以下、添付された図面を参照して本発明の望ましい実施例を詳しく説明する。これに先立ち、本明細書及び特許請求の範囲に使われた用語や単語は通常的や辞書的な意味に限定して解釈されてはならず、発明者自らは発明を最善の方法で説明するために用語の概念を適切に定義できるという原則に則して本発明の技術的な思想に応ずる意味及び概念で解釈されねばならない。
したがって、本明細書に記載された実施例及び図面に示された構成は、本発明のもっとも望ましい一実施例に過ぎず、本発明の技術的な思想のすべてを代弁するものではないため、本出願の時点においてこれらに代替できる多様な均等物及び変形例があり得ることを理解せねばならない。
第1、第2などのように序数を含む用語は、多様な構成要素のうちいずれか一つを残りと区別する目的として使用され、このような用語によって構成要素が限定されることではない。
なお、明細書の全体にかけて、ある部分が、ある構成要素を「含む」とするとき、これは特に反する記載がない限り、他の構成要素を除くことではなく、他の構成要素をさらに含み得ることを意味する。また、明細書に記載の「制御部」のような用語は、少なくとも一つの機能や動作を処理する単位を示し、これはハードウェアやソフトウェア、またはハードウェアとソフトウェアとの結合せにより具現され得る。
さらに、明細書の全体に亘って、ある部分が他の部分と「連結(接続)」されているとするとき、これは、「直接的に連結(接続)」されている場合のみならず、その中間に他の素子を介して「間接的に連結(接続)」されている場合も含む。
図1は、本発明による電気車両の構成を示した図である。
図1を参照すると、電気車両1は、車両コントローラ2と、バッテリーパック10と、電気負荷30と、を含む。バッテリーパック10の充放電端子P+、P-は、充電ケーブルなどによって充電器40に電気的に結合し得る。充電器40は、電気車両1に含まれるか、または電気車両1の外部の充電スチーションに設けられたものであり得る。

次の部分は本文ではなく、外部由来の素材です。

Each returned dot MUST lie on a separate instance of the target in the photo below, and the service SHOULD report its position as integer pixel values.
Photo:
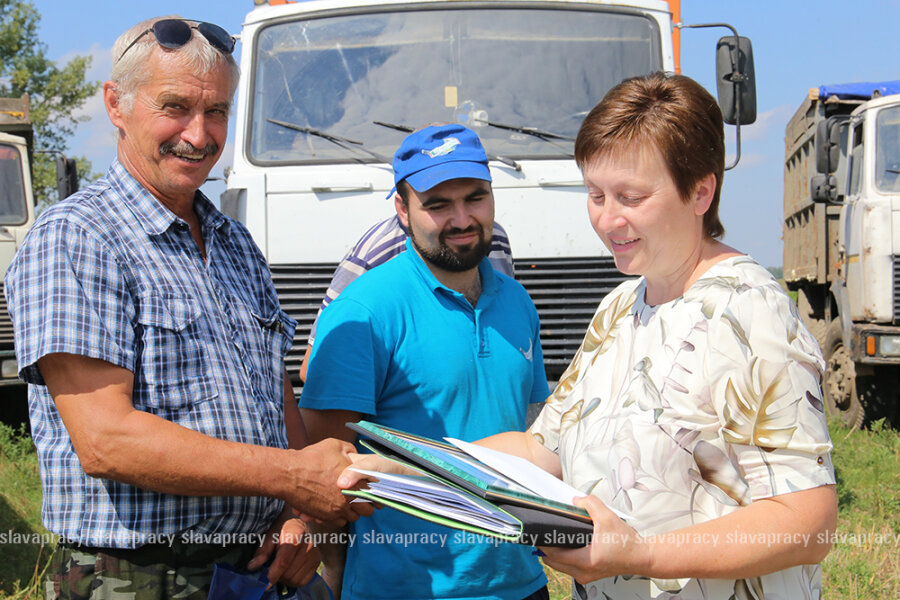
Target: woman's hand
(615, 548)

車両コントローラ2(例えば、ECU:Electronic Control Unit)は、電気車両1に設けられた始動ボタン(図示せず)が使用者によってオン位置に切り換えられたことに応じて、キーオン(key-on)信号をバッテリー管理システム100に伝送するように構成される。車両コントローラ2は、始動ボタンが使用者によってオフ位置に切り換えられたことに応じて、キーオフ信号をバッテリー管理システム100に伝送するように構成される。充電器40は、車両コントローラ2と通信して、バッテリーパック10の充放電端子P+、P-を介して充電電力(例えば、定電流、定電圧、定電力)を供給し得る。

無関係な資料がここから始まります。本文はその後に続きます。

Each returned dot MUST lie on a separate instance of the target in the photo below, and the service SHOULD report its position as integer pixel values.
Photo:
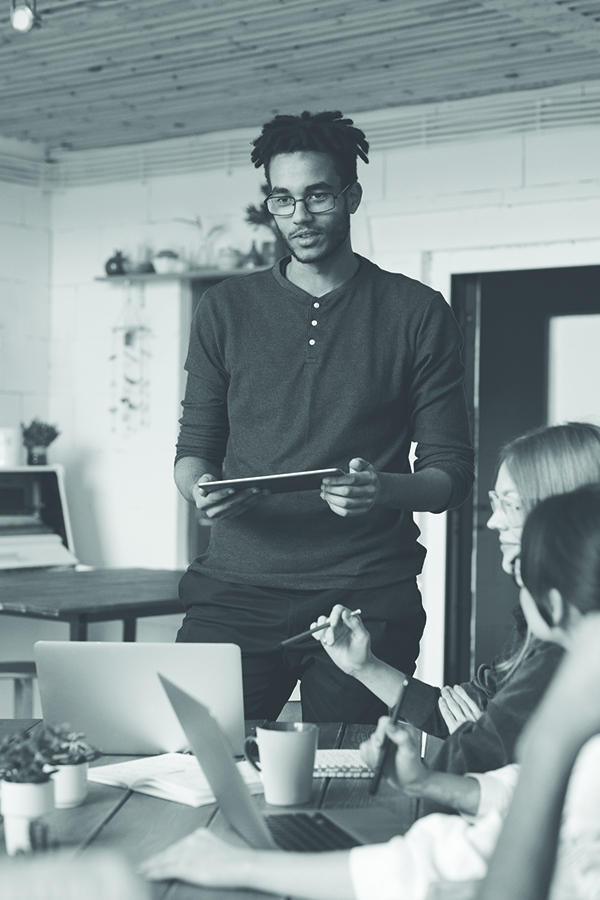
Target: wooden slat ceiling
(104, 73)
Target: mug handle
(251, 752)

バッテリーパック10は、バッテリー群11、リレー20及びバッテリー管理システム100を含む。
バッテリー群11は、複数のバッテリーB1~BN(Nは2以上の自然数)の直列接続体を含む。即ち、バッテリー群11内で、複数のバッテリーB1~BNは、互いに直列に接続される。複数のバッテリーB1~BNは、互いに同じ電気化学的仕様を有するように製造された一つの単位セルまたは二つ以上の直列、並列または直・並列に接続された単位セルを含み得る。単位セルとは、独立的に充放電が可能な蓄電要素の最小単位である。例えば、リチウムイオンセルのように反復的な充放電が可能なものであれば、単位セルの種類は特に限定されない。
以下では、複数のバッテリーB1~BNに共通する内容を説明するに際し、バッテリーに対して符号「B」を付与する。
リレー20は、バッテリー群11及び電気負荷30を接続する電力経路を通して、バッテリー群11に電気的に直列に接続される。図1では、リレー20がバッテリー群11の正極端子と充放電端子P+との間に接続されたことが示されている。リレー20は、バッテリー管理システム100及び/または車両コントローラ2からのスイチング信号に応じて、オンオフ制御される。リレー20は、コイルの磁気力によってオンオフされる機械式コンテックトであるか、またはMOSFET(Metal Oxide Semiconductor Field Effect transistor)のような半導体スイッチであり得る。
電気負荷30は、インバータ31及び電気モーター32を含む。インバータ31は、バッテリー管理システム100または車両コントローラ2からの命令に応じて、バッテリーパック10に含まれたバッテリー群11からの直流電流を交流電流に切り換えるように提供される。電気モーター32は、インバータ31からの交流電力を用いて駆動する。電気モーター32としては、例えば三相交流モーターを用い得る。
リレー20がオンされてバッテリーBが充放電中にある状態を負荷状態(サイクル状態)と称し得る。
リレー20がオンからオフに切り換えられる場合、バッテリーBは、無負荷状態(休止状態、カレンダー状態)になり、無負荷状態にあるバッテリーBのバッテリー電圧を無負荷電圧(no-load voltage)と称し得る。無負荷電圧は、緩和電圧(relaxation voltage)と開路電圧(OCV:open circuit voltage)を総称する用語である。具体的には、バッテリーBが負荷状態から無負荷状態へ切り換えられた場合、バッテリーBに発生した分極が自然解消されながらバッテリーBの無負荷電圧が変化する。OCVは、バッテリーBが無負荷状態で所定時間(例えば、2時間)以上維持され、バッテリーBの電圧変化率が一定の値未満になったときの無負荷電圧を示す。即ち、OCVは、バッテリーBの分極が無視できるほどに小さくなった状態での無負荷電圧である。緩和電圧は、分極が自然解消されていく間の無負荷電圧を示す。
バッテリー管理システム100は、バッテリーモニター110、バランサー130及び制御回路140を含む。バッテリー管理システム100は、通信回路150をさらに含み得る。以下では、バッテリー管理システム100がバッテリーモニター110と、制御回路140と、通信回路150と、を含み得る。
バッテリーモニター110は、電圧検出回路112を含む。バッテリーモニター110は、電流検出器114をさらに含み得る。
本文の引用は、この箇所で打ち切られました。